4 国民のための大蔵行政を確立するために

 政府・大蔵省は、国民に対しては消費税増税や暮らし、福祉や教育予算を削る一方で、軍事費の増大や贈賄銀行にも30兆円もの公的資金を投入するなど、国民いじめの行政をおこなってきました。
 私たちは、今こそ、国民のための大蔵行政を確立するために政府や大蔵省に次のことを要求します。
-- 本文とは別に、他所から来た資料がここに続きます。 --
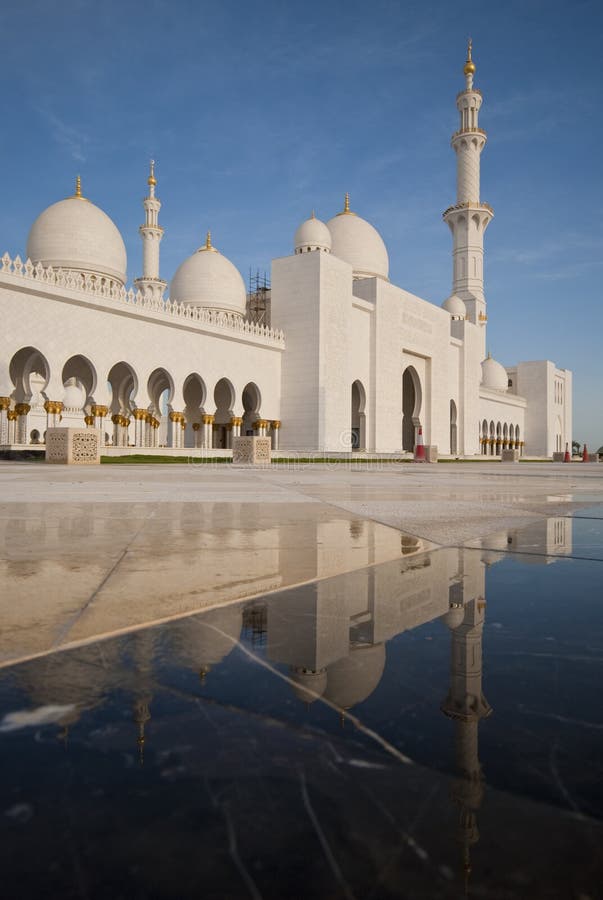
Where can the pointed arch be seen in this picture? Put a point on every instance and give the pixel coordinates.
(412, 399)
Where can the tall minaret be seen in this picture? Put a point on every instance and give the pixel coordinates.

 1 徹底して真相を究明し、全容を明らかにすること。
 2 関係者への厳正な処分と、監督責任を明らかにすること。
 3 T種採用者を特権的に優遇する人事を改めること。
 4 特権官僚の天下りと関連業界からの天上りを禁止すること。
 5 差別のない公正で明朗な人事を確立すること。
 6 労働組合(全国税、全税関)敵視政策を改めること。
 7 大蔵省が率先して情報公開を進めること。

 私たちは、国民の期待に応え、大蔵行政の民主化のために国民とともに全力でたたかう決意です。